# Sparse Attention

## Paper Reference

**Child, R., Gray, S., Radford, A., & Sutskever, I. (2019).** *Generating Long Sequences with Sparse Transformers.* [arXiv:1904.10509](https://arxiv.org/abs/1904.10509)

---

## Mathematical Derivation

### Motivation

Standard attention has $O(n^2)$ complexity. For long sequences, this becomes prohibitive.

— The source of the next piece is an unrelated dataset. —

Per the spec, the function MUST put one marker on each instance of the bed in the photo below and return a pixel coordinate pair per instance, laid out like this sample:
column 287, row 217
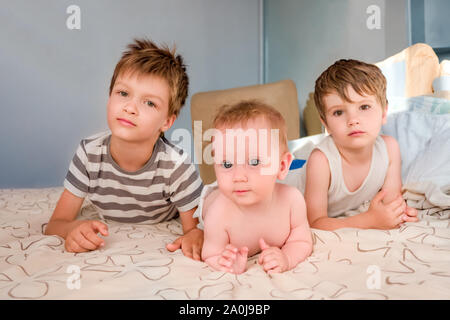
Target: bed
column 412, row 262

Sparse attention reduces this by attending to only a subset of positions.

### Sparsity Patterns

**1. Strided Pattern**: Position $i$ attends to positions $\{i-k, i-2k, ..., 0\}$ plus local context.

**2. Fixed Pattern**: Position $i$ attends to a fixed block containing $i$.

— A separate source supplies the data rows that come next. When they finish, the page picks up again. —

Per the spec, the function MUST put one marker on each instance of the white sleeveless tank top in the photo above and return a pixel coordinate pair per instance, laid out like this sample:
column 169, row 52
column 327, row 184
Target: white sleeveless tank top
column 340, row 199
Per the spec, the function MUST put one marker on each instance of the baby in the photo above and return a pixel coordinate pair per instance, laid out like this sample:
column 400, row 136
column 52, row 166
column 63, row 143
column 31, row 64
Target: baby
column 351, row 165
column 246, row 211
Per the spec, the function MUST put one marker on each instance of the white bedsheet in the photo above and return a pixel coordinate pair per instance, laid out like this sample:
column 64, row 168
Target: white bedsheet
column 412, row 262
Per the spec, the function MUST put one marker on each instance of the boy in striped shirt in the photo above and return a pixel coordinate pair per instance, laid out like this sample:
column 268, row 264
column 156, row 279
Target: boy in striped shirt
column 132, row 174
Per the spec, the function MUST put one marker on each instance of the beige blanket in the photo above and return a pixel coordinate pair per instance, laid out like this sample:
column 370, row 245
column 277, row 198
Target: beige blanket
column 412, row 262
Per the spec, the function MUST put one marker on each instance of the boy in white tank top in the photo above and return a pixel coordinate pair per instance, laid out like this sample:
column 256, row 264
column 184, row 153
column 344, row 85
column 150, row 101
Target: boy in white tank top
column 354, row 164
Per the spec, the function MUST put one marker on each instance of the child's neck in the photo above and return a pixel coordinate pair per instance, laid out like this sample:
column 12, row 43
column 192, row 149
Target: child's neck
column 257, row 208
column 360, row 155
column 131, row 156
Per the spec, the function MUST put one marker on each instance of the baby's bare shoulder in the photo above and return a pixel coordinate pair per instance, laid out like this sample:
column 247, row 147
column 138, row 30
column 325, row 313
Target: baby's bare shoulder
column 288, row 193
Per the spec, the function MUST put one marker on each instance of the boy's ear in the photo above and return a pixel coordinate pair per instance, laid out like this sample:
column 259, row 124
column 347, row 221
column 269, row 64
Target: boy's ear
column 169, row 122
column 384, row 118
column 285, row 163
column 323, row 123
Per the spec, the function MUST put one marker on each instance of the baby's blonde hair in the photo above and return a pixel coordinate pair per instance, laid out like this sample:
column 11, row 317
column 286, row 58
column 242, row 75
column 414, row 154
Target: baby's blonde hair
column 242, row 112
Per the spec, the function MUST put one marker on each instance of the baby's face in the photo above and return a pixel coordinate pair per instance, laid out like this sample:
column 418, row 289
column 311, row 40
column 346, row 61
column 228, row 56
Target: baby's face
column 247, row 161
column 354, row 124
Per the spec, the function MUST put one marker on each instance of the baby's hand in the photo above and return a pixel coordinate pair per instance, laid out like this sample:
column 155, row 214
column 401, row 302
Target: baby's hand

**3. Combined**: Alternating or combined patterns.

### Complexity

- Time: $O(n \cdot \sqrt{n} \cdot d)$ with block size $\sqrt{n}$
- Space: $O(n \cdot \sqrt{n})$

In [None]:
import torch
import torch.nn as nn
import matplotlib.pyplot as plt
import seaborn as sns

plt.style.use('seaborn-v0_8-whitegrid')

In [None]:
def create_sparse_mask(seq_len: int, block_size: int, pattern: str = 'combined'):
    """Create sparse attention mask."""
    mask = torch.ones(seq_len, seq_len, dtype=torch.bool)
    
    if pattern in ('fixed', 'combined'):
        # Local block attention
        for i in range(seq_len):
            block_start = (i // block_size) * block_size
            block_end = min(block_start + block_size, seq_len)
            mask[i, block_start:block_end] = False
    
    if pattern in ('strided', 'combined'):
        # Strided attention
        for i in range(seq_len):
            for j in range(0, seq_len, block_size):
                mask[i, j] = False
    
    return mask

In [None]:
# Visualize different sparsity patterns
seq_len, block_size = 16, 4
patterns = ['fixed', 'strided', 'combined']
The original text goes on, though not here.